Sollte Lothar Riedrich jemals bei der Chelsea-Flower-Show antreten, er hätte vermutlich beste Aussichten auf einen der begehrten Preise. Denn wenn es um das Einfangen von Stimmungen, das Erschaffen von Bildern auf Zeit und das Einplanen noch so abwegig erscheinender Eventualitäten geht, macht dem 55-jährigen Brandenburger so schnell keiner etwas vor.
Seit er vor gut 20 Jahren als Baumsachverständiger zu einem Filmset gerufen und – geradezu hollywoodlike – selbst in die magische Welt des Films gesogen wurde, hat er an der Erschaffung unzähliger grüner Kulissen mitgewirkt. Mal traumhaft schöner, mal nachhaltig beklemmender, immer jedoch beeindruckend realistischer. „Wobei realistisch nicht gleichbedeutend mit authentisch ist, denn viele der entworfenen Szenerien spielen im Studio fernab von Tageslicht, weshalb wir die Pflanzen dort nachbilden müssen. Und auch bei einem Außendreh geht es in erster Linie um die Atmosphäre eines Sets, weniger darum, ob die verwendeten Pflanzen an dieser Stelle auch wirklich dort wachsen würden“, erklärt Riedrich, der bei der Gestaltung auch immer wieder auf das Team und schwere Gerätschaften seiner eigenen Garten- und Landschaftsbaufirma zurückgreift.

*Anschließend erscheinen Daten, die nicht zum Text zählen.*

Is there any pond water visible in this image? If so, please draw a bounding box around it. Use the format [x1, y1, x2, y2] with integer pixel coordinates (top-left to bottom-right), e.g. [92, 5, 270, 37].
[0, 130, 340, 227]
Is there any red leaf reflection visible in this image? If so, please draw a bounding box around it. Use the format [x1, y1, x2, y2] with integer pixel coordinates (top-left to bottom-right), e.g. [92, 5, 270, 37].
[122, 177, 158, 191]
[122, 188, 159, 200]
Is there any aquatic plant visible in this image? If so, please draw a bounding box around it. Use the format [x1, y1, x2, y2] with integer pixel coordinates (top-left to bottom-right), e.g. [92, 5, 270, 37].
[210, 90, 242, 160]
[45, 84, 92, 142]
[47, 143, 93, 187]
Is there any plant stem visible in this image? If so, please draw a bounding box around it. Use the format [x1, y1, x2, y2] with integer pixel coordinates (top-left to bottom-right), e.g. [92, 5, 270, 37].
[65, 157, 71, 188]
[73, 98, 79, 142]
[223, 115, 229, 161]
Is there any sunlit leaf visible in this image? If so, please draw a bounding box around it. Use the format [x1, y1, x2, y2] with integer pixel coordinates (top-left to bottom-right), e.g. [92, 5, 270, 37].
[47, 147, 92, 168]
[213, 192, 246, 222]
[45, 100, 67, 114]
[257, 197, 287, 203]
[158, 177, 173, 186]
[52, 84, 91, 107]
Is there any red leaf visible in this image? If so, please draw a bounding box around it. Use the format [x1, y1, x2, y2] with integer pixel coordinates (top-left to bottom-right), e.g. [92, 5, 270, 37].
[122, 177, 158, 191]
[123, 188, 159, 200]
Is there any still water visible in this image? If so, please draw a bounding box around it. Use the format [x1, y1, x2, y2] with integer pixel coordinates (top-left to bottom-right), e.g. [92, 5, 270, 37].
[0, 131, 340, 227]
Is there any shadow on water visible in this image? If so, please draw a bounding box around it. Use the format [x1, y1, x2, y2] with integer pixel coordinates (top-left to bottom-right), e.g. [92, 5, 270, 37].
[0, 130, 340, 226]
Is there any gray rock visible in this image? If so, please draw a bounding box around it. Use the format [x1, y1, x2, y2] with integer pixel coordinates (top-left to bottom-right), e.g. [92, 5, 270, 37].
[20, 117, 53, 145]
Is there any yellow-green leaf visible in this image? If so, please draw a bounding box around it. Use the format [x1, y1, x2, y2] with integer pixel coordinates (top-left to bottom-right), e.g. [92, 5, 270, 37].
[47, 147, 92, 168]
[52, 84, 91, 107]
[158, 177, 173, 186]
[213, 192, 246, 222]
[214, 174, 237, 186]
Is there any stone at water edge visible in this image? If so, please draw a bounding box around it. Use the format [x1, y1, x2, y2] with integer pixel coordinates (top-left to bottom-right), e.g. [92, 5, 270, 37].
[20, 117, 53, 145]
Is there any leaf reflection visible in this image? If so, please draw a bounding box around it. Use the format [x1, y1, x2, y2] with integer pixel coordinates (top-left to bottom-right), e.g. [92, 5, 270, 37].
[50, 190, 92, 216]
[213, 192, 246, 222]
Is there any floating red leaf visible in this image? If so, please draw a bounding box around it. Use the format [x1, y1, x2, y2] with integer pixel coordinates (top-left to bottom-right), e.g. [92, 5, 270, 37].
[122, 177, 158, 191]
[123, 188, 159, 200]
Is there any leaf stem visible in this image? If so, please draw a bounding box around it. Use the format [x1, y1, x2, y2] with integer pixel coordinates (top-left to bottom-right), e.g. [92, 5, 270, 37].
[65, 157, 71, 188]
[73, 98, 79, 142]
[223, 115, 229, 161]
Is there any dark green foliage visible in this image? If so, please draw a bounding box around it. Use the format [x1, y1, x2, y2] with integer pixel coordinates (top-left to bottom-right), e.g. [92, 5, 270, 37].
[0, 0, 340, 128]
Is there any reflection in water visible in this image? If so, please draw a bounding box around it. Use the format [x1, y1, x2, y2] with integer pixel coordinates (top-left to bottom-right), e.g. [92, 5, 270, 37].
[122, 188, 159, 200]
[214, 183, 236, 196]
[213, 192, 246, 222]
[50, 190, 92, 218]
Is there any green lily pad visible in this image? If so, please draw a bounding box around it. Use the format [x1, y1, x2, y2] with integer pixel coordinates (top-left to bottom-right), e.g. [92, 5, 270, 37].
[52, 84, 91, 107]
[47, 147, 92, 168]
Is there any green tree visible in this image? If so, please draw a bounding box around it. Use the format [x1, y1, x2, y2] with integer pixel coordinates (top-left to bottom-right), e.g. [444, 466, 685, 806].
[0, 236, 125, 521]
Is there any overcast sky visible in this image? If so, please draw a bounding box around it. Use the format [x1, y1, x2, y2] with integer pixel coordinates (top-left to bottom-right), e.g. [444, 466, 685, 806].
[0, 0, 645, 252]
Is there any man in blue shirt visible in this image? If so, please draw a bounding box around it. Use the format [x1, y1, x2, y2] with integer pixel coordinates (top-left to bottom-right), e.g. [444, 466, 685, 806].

Doch egal ob er mithilfe echter Pflanzen einen japanischen Zen-Garten für den Film Ninja Assassins baute oder für Aeon Flux einen künstlichen Kirschhain aus dem Betonboden des Tierheims Berlin wachsen ließ: Entscheidend für den Erfolg sind in jedem Fall seine Pflanzenkenntnisse. „Nur dadurch kann ich einschätzen, welche Pflanzen bei einem Außendreh auch ohne viel Pflege wochenlang top aussehen und gleichzeitig bestimmte Emotionen transportieren oder wie man künstliche Efeuranken an einer Hauswand drapiert, damit sie echt wirken, oder welche Grüntöne ich verwenden muss, damit zum Beispiel ein Studiowaldboden im Kunstlicht ebenso natürlich und abwechslungsreich erscheint wie draußen.“
Dieses Wissen geht Hand in Hand mit der Fähigkeit, nicht nur um eine, sondern gleich um fünf Ecken zu denken – eine Eigenschaft, die Riedrich perfektioniert hat, seit er 2011 mit Kollegin Barbara Jäger die Firma Set-Land – Greenery Landscaping gründete. „Wenn wir zum Beispiel Pflanzen in einem Hinterhof arrangieren, denken wir nicht nur daran, was wo am besten aussieht. Wir müssen auch im Hinterkopf haben, wie viel Platz die Schauspieler benötigen, wo auf keinen Fall ein Schatten hinfallen darf, oder an welcher Stelle wir besser ein selbst gebautes Heckenelement anstelle lebender Pflanzen verwenden, weil später eine Kamera davorsteht und wir nicht mehr zum Gießen drankommen.“ Diese Mischung aus grünem Wissen, Kreativität und Improvisationstalent beschert der Firma nicht nur internationale Aufträge, sondern immer wieder auch Lob von berufener Stelle. Das größte Kompliment kommt manchmal allerdings von unerwarteter Seite: „Wenn ein Beleuchter seine Kabel quer durch unsere sorgfältig präparierten Pflanzenarrangements zieht, wir schimpfen und er nur meint ’Sorry, ich wusste doch nicht, dass das zur Kulisse gehört‘ – dann haben wir unseren Job gut gemacht!“ (GMH)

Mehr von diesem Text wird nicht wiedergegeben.